Maltravers arriva le premier au rendez-vous. Son caractère était singulièrement énergique, décidé et d’un développement prématuré, sous tous les rapports, sauf à l’égard des femmes. Avec ces dernières, il était la créature du moment ; il s’abandonnait au gré de chaque impulsion, de chaque passion, selon le caprice d’une imagination bizarre, vagabonde, et surtout poétique. Maltravers était poëte presque à son insu ; poëte en action, et la femme était sa muse.

Il n’avait formé aucun plan de conduite vis-à-vis de la pauvre fille qu’il allait rencontrer. Il n’avait aucune mauvaise intention à son égard. Si elle eût été moins jolie, la reconnaissance qu’elle lui inspirait eût été la même, et la pauvreté de sa mise, sa jeunesse, la position où elle se trouvait, exigeaient également qu’il choisît l’heure du crépuscule pour leur entrevue.

Quand il arriva au rendez-vous, il faisait déjà nuit ; mais une forte gelée avait éclairci l’air, les étoiles scintillaient, et de longues ombres dormaient, calmes et immobiles, en travers de la grande route, et sur les champs blanchis au delà.

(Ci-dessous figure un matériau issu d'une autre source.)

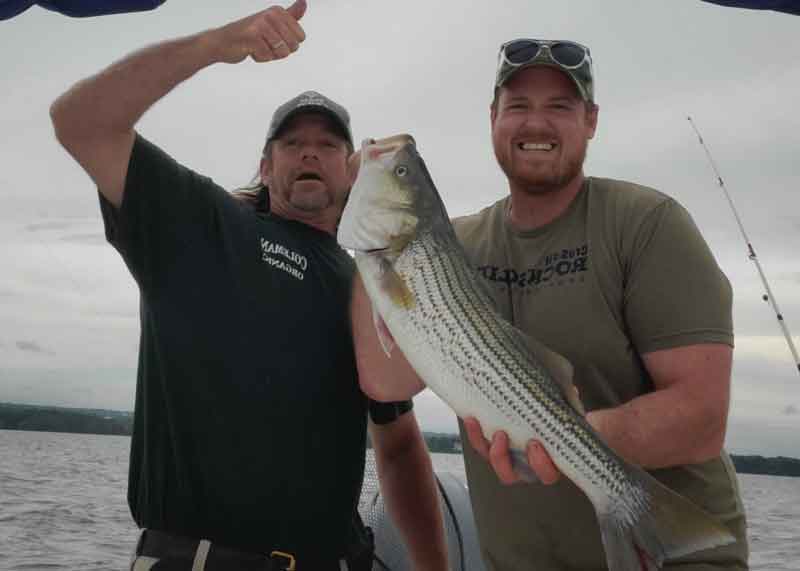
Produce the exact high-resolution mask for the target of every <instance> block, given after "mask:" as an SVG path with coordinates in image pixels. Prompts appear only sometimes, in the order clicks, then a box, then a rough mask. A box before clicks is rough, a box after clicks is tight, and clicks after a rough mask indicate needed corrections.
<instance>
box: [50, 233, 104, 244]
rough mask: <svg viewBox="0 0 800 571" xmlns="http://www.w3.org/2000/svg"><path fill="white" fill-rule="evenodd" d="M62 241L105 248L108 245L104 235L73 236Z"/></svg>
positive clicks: (99, 234) (64, 236) (96, 234)
mask: <svg viewBox="0 0 800 571" xmlns="http://www.w3.org/2000/svg"><path fill="white" fill-rule="evenodd" d="M61 241H62V242H67V243H70V244H82V245H85V246H103V245H105V244H107V242H106V239H105V236H103V235H102V234H71V235H69V236H64V237H63V238H61Z"/></svg>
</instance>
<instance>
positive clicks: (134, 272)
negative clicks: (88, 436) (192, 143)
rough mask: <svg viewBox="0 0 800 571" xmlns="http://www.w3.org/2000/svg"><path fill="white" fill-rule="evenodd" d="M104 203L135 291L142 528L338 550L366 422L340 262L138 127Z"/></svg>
mask: <svg viewBox="0 0 800 571" xmlns="http://www.w3.org/2000/svg"><path fill="white" fill-rule="evenodd" d="M101 207H102V212H103V219H104V222H105V226H106V235H107V238H108V240H109V242H111V244H113V245H114V247H115V248H116V249H117V250H118V251H119V252H120V254H121V255H122V257H123V259H124V260H125V263H126V264H127V266H128V268H129V269H130V271H131V273H132V274H133V276H134V278H135V279H136V281H137V283H138V285H139V289H140V293H141V330H142V333H141V346H140V354H139V369H138V379H137V390H136V409H135V421H134V432H133V440H132V447H131V462H130V474H129V488H128V502H129V505H130V508H131V512H132V514H133V517H134V519H135V520H136V522H137V524H138V525H139V526H141V527H148V528H153V529H161V530H165V531H169V532H172V533H176V534H183V535H188V536H193V537H202V538H207V539H210V540H212V541H217V542H219V543H221V544H225V545H229V546H231V547H237V548H240V549H247V550H254V551H271V550H273V549H280V550H284V551H290V552H291V551H303V550H304V549H313V550H314V552H315V553H319V554H323V553H326V552H331V553H333V554H339V553H341V551H342V549H343V547H344V545H345V542H346V541H347V538H348V535H349V533H350V530H351V524H352V517H353V513H354V511H355V508H356V505H357V501H358V495H359V492H360V489H361V482H362V477H363V468H364V454H365V433H366V430H365V422H366V399H365V397H364V395H363V394H362V393H361V391H360V390H359V387H358V379H357V372H356V365H355V362H354V355H353V347H352V338H351V333H350V329H349V321H348V302H349V294H350V285H351V278H352V275H353V272H354V264H353V262H352V260H351V258H350V257H349V256H348V255H347V253H346V252H345V251H343V250H342V249H341V248H340V247H339V246H338V244H337V243H336V241H335V239H334V238H333V236H331V235H329V234H327V233H325V232H321V231H318V230H316V229H314V228H311V227H309V226H306V225H304V224H301V223H298V222H293V221H287V220H285V219H282V218H279V217H277V216H273V215H270V214H263V213H256V212H254V211H253V210H252V208H250V207H248V206H246V205H243V204H242V203H241V202H239V201H237V200H235V199H233V198H232V197H231V196H230V195H229V194H228V193H227V192H226V191H225V190H223V189H222V188H220V187H219V186H217V185H216V184H214V183H213V182H212V181H211V180H210V179H208V178H205V177H202V176H200V175H198V174H196V173H194V172H192V171H191V170H189V169H187V168H185V167H183V166H181V165H180V164H178V163H177V162H175V161H174V160H173V159H172V158H170V157H169V156H168V155H167V154H165V153H164V152H163V151H161V150H160V149H158V148H157V147H155V146H154V145H152V144H151V143H149V142H147V141H146V140H144V139H143V138H141V137H137V139H136V142H135V144H134V147H133V151H132V154H131V159H130V165H129V167H128V175H127V180H126V186H125V194H124V199H123V203H122V206H121V208H120V209H119V210H117V209H116V208H114V207H113V206H112V205H111V204H110V203H108V202H107V201H105V200H104V199H103V198H102V197H101Z"/></svg>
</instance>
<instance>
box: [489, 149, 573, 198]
mask: <svg viewBox="0 0 800 571" xmlns="http://www.w3.org/2000/svg"><path fill="white" fill-rule="evenodd" d="M588 146H589V145H588V142H587V143H586V144H585V145H584V146H583V148H582V149H580V151H579V152H578V153H576V154H574V155H573V156H572V157H569V158H568V159H567V160H566V161H565V162H564V163H559V164H556V165H554V166H552V167H551V165H548V167H550V168H548V170H546V171H542V172H538V173H535V174H533V173H530V172H522V173H517V172H515V171H514V168H513V166H512V164H511V161H505V160H501V159H500V158H499V157H498V163H499V164H500V168H501V169H502V171H503V172H504V173H505V175H506V177H507V178H508V180H509V181H511V182H512V183H513V184H514V186H515V187H516V188H519V189H520V190H522V191H523V192H526V193H529V194H546V193H549V192H555V191H558V190H561V189H562V188H564V187H565V186H567V185H568V184H569V183H570V182H572V181H573V180H575V178H576V177H577V176H579V175H580V174H581V172H582V171H583V163H584V162H585V160H586V153H587V149H588Z"/></svg>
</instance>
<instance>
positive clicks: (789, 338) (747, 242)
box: [687, 117, 800, 373]
mask: <svg viewBox="0 0 800 571" xmlns="http://www.w3.org/2000/svg"><path fill="white" fill-rule="evenodd" d="M687 119H688V120H689V123H690V124H691V125H692V129H694V132H695V133H696V134H697V138H698V140H699V141H700V144H701V145H702V146H703V150H705V152H706V157H708V162H709V163H711V168H712V169H714V174H715V175H716V176H717V182H718V183H719V187H720V188H721V189H722V192H724V193H725V198H726V199H727V200H728V204H729V205H730V207H731V210H732V211H733V216H734V217H735V218H736V223H737V224H738V225H739V230H740V231H741V233H742V238H743V239H744V242H745V244H746V245H747V257H748V258H750V260H752V262H753V263H754V264H755V265H756V269H757V270H758V275H759V276H760V277H761V283H763V284H764V289H765V290H766V291H767V293H765V294H764V295H763V296H762V299H763V300H764V301H766V302H767V303H769V304H770V306H772V310H773V311H774V312H775V317H777V319H778V324H779V325H780V327H781V330H782V331H783V336H784V337H785V338H786V343H787V344H788V345H789V350H790V351H791V352H792V356H793V357H794V363H795V366H796V367H797V371H798V373H800V356H798V354H797V348H796V347H795V346H794V341H792V336H791V334H790V333H789V326H788V325H786V320H785V319H784V318H783V314H782V313H781V310H780V308H779V307H778V300H776V299H775V296H774V295H773V293H772V290H771V289H770V287H769V284H768V283H767V276H766V275H765V274H764V269H763V268H762V267H761V263H760V262H759V261H758V256H757V255H756V251H755V248H753V244H752V243H751V242H750V238H748V236H747V232H745V230H744V224H742V219H741V218H740V217H739V213H738V212H737V211H736V206H734V204H733V199H732V198H731V195H730V193H729V192H728V189H727V187H726V186H725V182H724V181H723V180H722V175H720V174H719V169H718V168H717V164H716V162H715V161H714V157H712V156H711V151H709V150H708V147H707V146H706V143H705V141H703V136H702V135H701V134H700V130H699V129H698V128H697V125H695V123H694V121H693V120H692V118H691V117H687Z"/></svg>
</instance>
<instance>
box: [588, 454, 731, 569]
mask: <svg viewBox="0 0 800 571" xmlns="http://www.w3.org/2000/svg"><path fill="white" fill-rule="evenodd" d="M627 468H628V470H629V475H630V476H631V480H632V481H633V482H634V483H635V484H636V486H635V487H636V488H638V490H636V493H633V494H630V495H628V496H627V497H626V498H625V499H624V500H619V501H621V502H623V503H624V504H626V505H617V506H615V507H612V508H611V509H610V510H608V511H607V512H605V513H598V522H599V524H600V532H601V535H602V538H603V547H604V548H605V552H606V561H607V563H608V568H609V569H610V570H612V571H650V570H651V569H661V566H662V564H663V562H664V560H667V559H675V558H678V557H682V556H684V555H688V554H690V553H694V552H696V551H702V550H704V549H711V548H713V547H720V546H722V545H728V544H730V543H733V542H734V541H736V538H735V537H734V536H733V534H732V533H731V532H730V530H728V528H726V527H725V526H724V525H723V524H722V523H720V522H719V521H718V520H717V519H715V518H714V517H713V516H711V515H709V514H708V513H707V512H706V511H704V510H703V509H702V508H700V507H699V506H697V505H696V504H694V503H693V502H691V501H689V500H688V499H686V498H685V497H683V496H681V495H680V494H678V493H676V492H674V491H672V490H670V489H669V488H667V487H666V486H664V485H663V484H661V483H660V482H659V481H658V480H656V479H655V478H653V477H652V476H651V475H649V474H648V473H646V472H645V471H644V470H641V469H640V468H635V467H631V466H628V467H627ZM618 503H619V502H618Z"/></svg>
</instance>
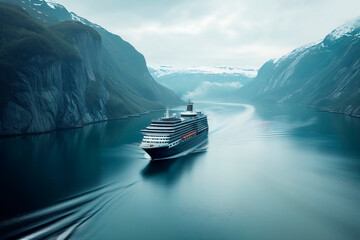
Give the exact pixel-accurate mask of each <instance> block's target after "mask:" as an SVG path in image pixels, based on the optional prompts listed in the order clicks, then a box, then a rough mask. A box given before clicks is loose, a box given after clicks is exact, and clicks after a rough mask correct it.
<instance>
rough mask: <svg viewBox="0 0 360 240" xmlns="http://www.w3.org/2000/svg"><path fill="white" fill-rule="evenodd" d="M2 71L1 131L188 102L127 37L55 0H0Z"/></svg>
mask: <svg viewBox="0 0 360 240" xmlns="http://www.w3.org/2000/svg"><path fill="white" fill-rule="evenodd" d="M0 74H1V78H0V84H1V88H0V135H12V134H24V133H36V132H46V131H51V130H54V129H58V128H68V127H80V126H83V125H84V124H88V123H91V122H96V121H103V120H107V119H114V118H119V117H123V116H125V115H130V114H137V113H141V112H145V111H148V110H152V109H161V108H164V107H165V106H171V105H179V104H182V103H183V101H182V100H180V98H179V97H178V96H177V95H176V94H175V93H174V92H173V91H171V90H169V89H167V88H165V87H163V86H162V85H160V84H159V83H157V82H156V81H154V79H153V78H152V76H151V75H150V73H149V71H148V69H147V66H146V62H145V59H144V57H143V55H142V54H140V53H139V52H138V51H136V49H135V48H134V47H133V46H131V45H130V44H129V43H128V42H126V41H124V40H123V39H121V38H120V37H119V36H117V35H114V34H112V33H110V32H108V31H106V30H105V29H103V28H102V27H100V26H99V25H97V24H94V23H91V22H89V21H87V20H86V19H84V18H82V17H80V16H78V15H76V14H75V13H73V12H68V11H67V9H66V8H65V7H63V6H62V5H60V4H57V3H54V2H50V1H43V0H0Z"/></svg>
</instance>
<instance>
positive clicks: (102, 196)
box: [0, 102, 360, 240]
mask: <svg viewBox="0 0 360 240" xmlns="http://www.w3.org/2000/svg"><path fill="white" fill-rule="evenodd" d="M195 107H196V108H197V109H198V110H202V111H205V112H206V113H207V114H208V116H209V125H210V133H209V142H208V145H207V146H205V147H203V148H201V149H199V150H198V151H197V152H196V153H193V154H190V155H188V156H186V157H183V158H179V159H174V160H168V161H161V162H150V161H149V159H148V157H147V156H145V155H144V152H143V151H142V150H141V149H140V148H139V147H138V146H139V143H140V141H141V138H142V135H141V133H140V129H142V128H143V127H145V126H146V125H148V124H149V122H150V120H151V119H153V118H155V117H160V116H161V113H152V114H149V115H143V116H141V117H138V118H131V119H125V120H119V121H111V122H105V123H99V124H94V125H90V126H86V127H84V128H81V129H72V130H64V131H57V132H54V133H49V134H42V135H35V136H23V137H14V138H5V139H0V156H1V160H0V184H1V185H0V187H1V200H0V201H1V205H0V221H1V223H0V231H1V232H0V234H1V235H0V236H1V237H2V238H14V237H15V238H18V237H21V236H22V237H25V236H28V237H49V236H58V237H59V238H67V237H70V239H261V240H263V239H274V240H279V239H317V240H318V239H326V240H330V239H341V240H344V239H360V119H356V118H351V117H347V116H343V115H338V114H331V113H326V112H317V111H315V110H312V109H309V108H302V107H293V106H285V105H281V106H278V105H262V106H252V105H243V104H231V103H216V104H215V103H206V102H202V103H196V102H195ZM180 109H181V108H179V109H173V111H179V110H180ZM1 237H0V238H1Z"/></svg>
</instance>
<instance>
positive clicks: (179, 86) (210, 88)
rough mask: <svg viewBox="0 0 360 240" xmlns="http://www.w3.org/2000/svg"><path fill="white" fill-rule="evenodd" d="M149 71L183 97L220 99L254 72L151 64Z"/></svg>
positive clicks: (241, 68)
mask: <svg viewBox="0 0 360 240" xmlns="http://www.w3.org/2000/svg"><path fill="white" fill-rule="evenodd" d="M149 70H150V73H151V74H152V75H153V77H154V79H155V80H157V81H158V82H159V83H161V84H162V85H164V86H166V87H168V88H170V89H172V90H174V91H175V92H176V93H177V94H178V95H180V96H182V98H183V99H185V100H188V99H203V98H224V96H229V95H232V94H233V93H235V92H236V90H238V89H239V88H241V87H242V86H243V85H245V84H247V83H249V82H250V81H251V80H252V79H253V78H254V77H255V76H256V74H257V69H255V68H250V67H248V68H239V67H219V66H215V67H188V68H177V67H173V66H163V65H151V66H150V67H149Z"/></svg>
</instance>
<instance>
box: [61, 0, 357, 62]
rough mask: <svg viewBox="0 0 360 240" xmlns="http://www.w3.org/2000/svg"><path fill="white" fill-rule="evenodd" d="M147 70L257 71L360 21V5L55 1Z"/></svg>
mask: <svg viewBox="0 0 360 240" xmlns="http://www.w3.org/2000/svg"><path fill="white" fill-rule="evenodd" d="M55 1H56V2H59V3H61V4H63V5H64V6H65V7H66V8H67V9H68V10H69V11H73V12H75V13H77V14H78V15H80V16H82V17H85V18H87V19H88V20H90V21H92V22H95V23H97V24H99V25H101V26H103V27H104V28H106V29H107V30H109V31H110V32H113V33H115V34H118V35H120V36H121V37H122V38H123V39H125V40H126V41H128V42H130V43H131V44H132V45H133V46H134V47H135V48H136V49H137V50H139V51H140V52H141V53H143V54H144V55H145V58H146V60H147V62H148V64H150V65H152V64H165V65H173V66H214V65H216V66H255V67H260V66H261V65H262V64H263V63H264V62H266V61H267V60H269V59H271V58H278V57H281V56H282V55H284V54H286V53H287V52H289V51H291V50H292V49H294V48H296V47H298V46H301V45H304V44H307V43H310V42H313V41H317V40H320V39H322V38H324V37H325V35H326V34H327V33H329V32H330V31H331V30H332V29H334V28H335V27H337V26H339V25H342V24H343V23H346V22H348V21H350V20H352V19H354V18H356V17H359V16H360V11H359V9H360V1H359V0H297V1H295V0H271V1H268V0H101V1H89V0H76V1H74V0H55Z"/></svg>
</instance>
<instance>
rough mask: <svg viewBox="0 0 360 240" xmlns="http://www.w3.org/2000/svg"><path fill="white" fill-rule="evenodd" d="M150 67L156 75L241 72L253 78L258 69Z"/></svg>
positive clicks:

Il se mit à marcher rapidement en long et en large, sans se préoccuper beaucoup de son entrevue ni de ce qui en résulterait, chantant à demi-voix quelques vieux refrains allemands ou anglais, et s’arrêtant à tout moment pour contempler les étoiles silencieuses.

Enfin il vit Alice s’avancer timidement et doucement. Son cœur battit plus vite ; il sentit qu’il était jeune et seul en face des séductions de la beauté.

« Charmante fille, dit-il, avec une galanterie involontaire et machinale, ce demi-jour vous sied à merveille. Comment vous remercier de ne m’avoir pas oublié ?

  1. Il entretenait avec une dame une galante conversation.